E da come si decide di stare al mondo. Salvatore è un cinquantenne fiero, c’era da andare e partiva, si affacciava un’occasione e ci metteva il cuore. Gomiti bassi, tanti amici a Torino, dove vive, e nella Juve, una fucina che l’ha plasmato e poi gli ha riaperto le porte, quando a carriera esaurita da nobile metallo è diventato lui uno dei maestri alla forgia nel settore giovanile, per diciotto anni. «Quando entrai alla Juventus era il 1959. Conobbi un gruppo di ragazzi fantastici, Castelli, che ha giocato in C, Bettega, che è rimasto un’ottima persona. Ogni mese ci rivediamo per la cena della classe 1950, tiriamo fuori le vecchie storie, i tornei in giro, i casini che combinavamo nelle stanze. Sono partito dagli esordienti e andato avanti, ho fatto tutta la trafila delle Nazionali juniores e nel 1969-70, ero alla Primavera, giocavo il campionato della De Martino però venivo quasi sempre aggregato alla prima squadra, allenata da Rabitti, che mi aveva allevato. Il mio ruolo era centrocampista offensivo, più o meno un trequartista».

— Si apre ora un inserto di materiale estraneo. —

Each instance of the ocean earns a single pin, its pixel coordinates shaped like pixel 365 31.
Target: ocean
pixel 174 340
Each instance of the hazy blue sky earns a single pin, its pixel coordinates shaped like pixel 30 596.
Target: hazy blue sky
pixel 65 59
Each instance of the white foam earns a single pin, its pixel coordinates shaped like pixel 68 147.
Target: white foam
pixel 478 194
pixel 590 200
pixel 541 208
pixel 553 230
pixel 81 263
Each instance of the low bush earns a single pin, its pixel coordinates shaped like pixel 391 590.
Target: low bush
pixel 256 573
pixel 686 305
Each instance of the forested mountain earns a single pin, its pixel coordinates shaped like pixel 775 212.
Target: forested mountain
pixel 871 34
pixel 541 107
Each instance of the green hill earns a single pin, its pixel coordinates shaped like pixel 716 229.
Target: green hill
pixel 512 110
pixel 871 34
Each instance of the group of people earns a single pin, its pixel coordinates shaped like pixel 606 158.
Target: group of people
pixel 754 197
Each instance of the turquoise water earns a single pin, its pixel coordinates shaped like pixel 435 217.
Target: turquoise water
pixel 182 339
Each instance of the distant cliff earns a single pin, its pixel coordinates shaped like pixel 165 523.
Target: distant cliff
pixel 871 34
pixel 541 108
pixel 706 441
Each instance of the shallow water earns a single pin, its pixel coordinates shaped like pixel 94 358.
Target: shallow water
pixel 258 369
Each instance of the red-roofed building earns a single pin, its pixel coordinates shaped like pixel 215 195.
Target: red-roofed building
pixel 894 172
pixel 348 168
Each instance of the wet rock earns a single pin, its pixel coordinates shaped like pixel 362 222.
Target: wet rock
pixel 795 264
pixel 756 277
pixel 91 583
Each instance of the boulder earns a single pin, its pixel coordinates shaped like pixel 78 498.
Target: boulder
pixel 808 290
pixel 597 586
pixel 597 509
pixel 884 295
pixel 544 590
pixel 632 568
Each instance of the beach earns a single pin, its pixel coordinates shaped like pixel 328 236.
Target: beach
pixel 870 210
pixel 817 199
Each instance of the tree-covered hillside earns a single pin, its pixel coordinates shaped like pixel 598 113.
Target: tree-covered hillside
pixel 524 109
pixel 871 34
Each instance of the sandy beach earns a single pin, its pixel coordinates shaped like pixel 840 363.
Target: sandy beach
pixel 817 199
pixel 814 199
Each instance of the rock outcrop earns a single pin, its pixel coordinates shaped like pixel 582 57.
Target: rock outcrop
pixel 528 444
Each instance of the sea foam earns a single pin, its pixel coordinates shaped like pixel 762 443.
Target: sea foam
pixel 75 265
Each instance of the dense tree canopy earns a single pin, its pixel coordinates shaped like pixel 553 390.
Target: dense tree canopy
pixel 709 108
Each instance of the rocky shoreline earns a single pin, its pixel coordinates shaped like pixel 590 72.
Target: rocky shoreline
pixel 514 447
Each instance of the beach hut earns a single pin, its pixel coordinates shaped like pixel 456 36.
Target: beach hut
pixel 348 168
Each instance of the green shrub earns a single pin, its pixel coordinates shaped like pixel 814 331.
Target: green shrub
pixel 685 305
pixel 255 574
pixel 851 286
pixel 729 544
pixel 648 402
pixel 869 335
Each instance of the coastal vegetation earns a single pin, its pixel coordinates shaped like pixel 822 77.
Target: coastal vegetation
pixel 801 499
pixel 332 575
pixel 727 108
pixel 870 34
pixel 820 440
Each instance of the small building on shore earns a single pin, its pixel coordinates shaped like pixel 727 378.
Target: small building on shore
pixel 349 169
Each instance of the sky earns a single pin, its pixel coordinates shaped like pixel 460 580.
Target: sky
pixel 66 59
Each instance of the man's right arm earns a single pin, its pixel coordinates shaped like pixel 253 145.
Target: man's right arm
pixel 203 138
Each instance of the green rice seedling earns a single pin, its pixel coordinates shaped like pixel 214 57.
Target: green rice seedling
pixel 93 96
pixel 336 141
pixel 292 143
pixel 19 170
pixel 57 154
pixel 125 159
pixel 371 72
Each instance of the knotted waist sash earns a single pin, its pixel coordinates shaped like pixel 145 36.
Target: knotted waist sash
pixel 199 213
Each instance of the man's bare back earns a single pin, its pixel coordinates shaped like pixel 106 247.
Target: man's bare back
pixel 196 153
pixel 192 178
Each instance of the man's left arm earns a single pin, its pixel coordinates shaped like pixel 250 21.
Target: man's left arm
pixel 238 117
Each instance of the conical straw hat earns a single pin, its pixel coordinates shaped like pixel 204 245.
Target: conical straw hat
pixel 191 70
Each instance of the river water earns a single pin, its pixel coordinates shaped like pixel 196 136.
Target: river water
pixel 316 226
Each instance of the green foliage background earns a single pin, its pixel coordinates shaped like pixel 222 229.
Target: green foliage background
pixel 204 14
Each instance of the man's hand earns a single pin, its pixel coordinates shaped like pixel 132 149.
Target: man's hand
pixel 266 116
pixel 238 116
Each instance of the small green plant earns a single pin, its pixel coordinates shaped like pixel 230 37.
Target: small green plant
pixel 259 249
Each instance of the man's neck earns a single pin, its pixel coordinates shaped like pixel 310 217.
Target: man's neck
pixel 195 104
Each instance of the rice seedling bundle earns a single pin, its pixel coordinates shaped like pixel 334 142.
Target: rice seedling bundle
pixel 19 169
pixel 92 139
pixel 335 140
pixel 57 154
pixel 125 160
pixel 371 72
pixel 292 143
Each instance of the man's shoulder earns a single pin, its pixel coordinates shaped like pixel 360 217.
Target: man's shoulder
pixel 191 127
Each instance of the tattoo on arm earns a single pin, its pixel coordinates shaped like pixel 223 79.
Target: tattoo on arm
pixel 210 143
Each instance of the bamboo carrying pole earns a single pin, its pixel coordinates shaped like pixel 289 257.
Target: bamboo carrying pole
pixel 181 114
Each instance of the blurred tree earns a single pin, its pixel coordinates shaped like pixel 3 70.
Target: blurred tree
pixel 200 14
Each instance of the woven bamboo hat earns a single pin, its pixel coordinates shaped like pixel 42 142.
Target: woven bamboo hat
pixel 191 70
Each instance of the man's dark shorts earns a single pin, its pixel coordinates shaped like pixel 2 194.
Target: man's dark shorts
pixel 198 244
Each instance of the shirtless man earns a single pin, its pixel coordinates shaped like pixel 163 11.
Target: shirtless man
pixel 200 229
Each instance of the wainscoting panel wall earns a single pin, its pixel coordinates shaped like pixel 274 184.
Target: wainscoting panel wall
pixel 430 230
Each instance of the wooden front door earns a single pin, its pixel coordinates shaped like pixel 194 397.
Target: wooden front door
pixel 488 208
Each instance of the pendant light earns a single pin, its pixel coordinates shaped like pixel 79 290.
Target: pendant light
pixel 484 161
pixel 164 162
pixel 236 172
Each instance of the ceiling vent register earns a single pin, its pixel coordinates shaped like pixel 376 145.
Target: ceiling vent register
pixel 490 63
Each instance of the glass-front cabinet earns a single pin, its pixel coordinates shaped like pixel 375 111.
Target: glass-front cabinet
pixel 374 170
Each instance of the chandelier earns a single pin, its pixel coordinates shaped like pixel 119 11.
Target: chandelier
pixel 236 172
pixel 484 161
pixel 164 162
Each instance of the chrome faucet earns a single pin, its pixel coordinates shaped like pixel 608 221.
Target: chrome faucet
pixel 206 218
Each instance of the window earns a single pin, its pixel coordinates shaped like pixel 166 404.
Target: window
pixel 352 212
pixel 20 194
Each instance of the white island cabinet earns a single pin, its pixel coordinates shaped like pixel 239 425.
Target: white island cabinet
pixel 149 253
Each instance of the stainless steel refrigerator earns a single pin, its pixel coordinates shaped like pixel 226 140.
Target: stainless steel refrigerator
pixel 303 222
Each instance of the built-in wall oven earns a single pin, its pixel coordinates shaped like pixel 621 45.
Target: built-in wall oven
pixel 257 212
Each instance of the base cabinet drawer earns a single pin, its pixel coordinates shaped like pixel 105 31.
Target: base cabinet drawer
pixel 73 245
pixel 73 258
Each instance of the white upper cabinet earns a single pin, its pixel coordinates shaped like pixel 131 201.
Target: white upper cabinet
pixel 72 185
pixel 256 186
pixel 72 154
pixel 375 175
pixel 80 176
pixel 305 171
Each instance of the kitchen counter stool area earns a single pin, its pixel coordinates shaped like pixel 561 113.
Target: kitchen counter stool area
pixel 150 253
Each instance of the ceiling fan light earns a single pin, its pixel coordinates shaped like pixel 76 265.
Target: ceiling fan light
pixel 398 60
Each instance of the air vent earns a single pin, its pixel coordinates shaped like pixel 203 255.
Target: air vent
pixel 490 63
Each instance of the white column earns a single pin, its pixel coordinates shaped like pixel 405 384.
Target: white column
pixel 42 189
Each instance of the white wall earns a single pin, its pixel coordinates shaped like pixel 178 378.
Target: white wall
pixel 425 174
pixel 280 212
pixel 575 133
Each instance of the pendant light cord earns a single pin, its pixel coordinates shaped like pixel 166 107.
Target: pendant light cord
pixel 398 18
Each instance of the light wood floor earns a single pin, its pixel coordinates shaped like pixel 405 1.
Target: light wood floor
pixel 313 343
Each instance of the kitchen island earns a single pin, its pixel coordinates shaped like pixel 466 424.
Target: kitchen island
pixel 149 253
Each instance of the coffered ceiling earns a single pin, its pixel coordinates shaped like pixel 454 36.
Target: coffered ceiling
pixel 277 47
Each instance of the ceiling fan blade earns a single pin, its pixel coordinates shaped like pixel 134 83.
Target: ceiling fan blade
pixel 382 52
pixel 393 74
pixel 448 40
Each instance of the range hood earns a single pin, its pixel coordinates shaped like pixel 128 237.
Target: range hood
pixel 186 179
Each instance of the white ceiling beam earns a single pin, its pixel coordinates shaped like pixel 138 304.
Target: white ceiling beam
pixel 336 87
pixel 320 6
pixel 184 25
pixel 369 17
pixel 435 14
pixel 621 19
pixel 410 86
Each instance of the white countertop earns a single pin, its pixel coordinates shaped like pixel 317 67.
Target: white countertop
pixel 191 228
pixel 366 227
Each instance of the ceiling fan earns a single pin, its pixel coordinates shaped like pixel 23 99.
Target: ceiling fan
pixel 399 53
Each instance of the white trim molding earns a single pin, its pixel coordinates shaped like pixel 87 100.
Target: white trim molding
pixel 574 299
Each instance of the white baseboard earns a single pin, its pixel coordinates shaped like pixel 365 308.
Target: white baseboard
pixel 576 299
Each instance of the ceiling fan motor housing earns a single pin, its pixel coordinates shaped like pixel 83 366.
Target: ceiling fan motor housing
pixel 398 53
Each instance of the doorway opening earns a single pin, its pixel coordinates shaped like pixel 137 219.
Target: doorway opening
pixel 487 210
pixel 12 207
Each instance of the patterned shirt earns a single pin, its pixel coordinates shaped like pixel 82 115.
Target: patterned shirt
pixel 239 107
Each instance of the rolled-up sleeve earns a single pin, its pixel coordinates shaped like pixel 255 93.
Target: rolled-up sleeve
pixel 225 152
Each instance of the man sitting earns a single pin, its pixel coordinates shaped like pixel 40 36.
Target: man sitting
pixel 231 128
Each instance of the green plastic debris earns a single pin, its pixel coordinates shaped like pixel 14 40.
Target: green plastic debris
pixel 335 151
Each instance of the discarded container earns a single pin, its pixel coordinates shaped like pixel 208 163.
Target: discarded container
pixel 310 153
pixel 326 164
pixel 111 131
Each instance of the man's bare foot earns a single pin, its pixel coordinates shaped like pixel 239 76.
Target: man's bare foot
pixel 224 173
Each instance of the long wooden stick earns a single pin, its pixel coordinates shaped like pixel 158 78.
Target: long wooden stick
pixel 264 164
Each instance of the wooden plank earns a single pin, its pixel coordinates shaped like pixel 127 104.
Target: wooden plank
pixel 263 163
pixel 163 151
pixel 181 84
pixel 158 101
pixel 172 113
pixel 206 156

Una presenza in A, nel torneo vinto dal Cagliari. Cuccureddu, Bob Vieri, Anastasi, Del Sol, Jacolino: «Era l’ultima giornata, a Bari, avevo l’11 perché Rabitti dava quel numero a chi giocava a ridosso delle punte. Un’altra partita la giocai in autunno, Coppa Italia, a Bologna. Io contro Scala e Bulgarelli, Boniperti mi fece i complimenti e ho conservato il ritaglio di Tuttosport col titolone “È nata una stella”. Vero eh, l’ho conservato».
La sfida con le squadre di vertice è restarci. Quella Juve è una piccola fabbrica di meteore: “brucia” Lamberto Leonardi, ala di un certo spicco alla Roma e al Varese ma sparita in bianconero, prova il giovane terzino Paolo Viganò, che successivamente passerà alla Roma, al Palermo e alla B, tasta il polso all’enfant du pays Elio Rinero, un jolly presto destinato alla cadetteria. Jacolino, appena ventenne, accetta di buon grado la C. «L’allora manager Italo Allodi, un grande, mi consigliò di andare a Piacenza in prestito: “Ci lavora nello staff il mio amico Casati, con lui farai ottime cose, sta costruendo una squadra apposta per te”. L’annata andò così e così, ci salvammo a malapena. Il 1971-72 partì l’avventura con la Ternana. Venni a sapere che ero stato ceduto in comproprietà dalla radio, negli ultimi cinque-sei minuti di calciomercato. Longobucco alla Juve, Jacolino, Mastropasqua e Brutto alla Ternana. La Juve aveva promesso di piazzarmi almeno in B e aveva mantenuto la parola. Andai, sapendo di dovermi conquistare il posto».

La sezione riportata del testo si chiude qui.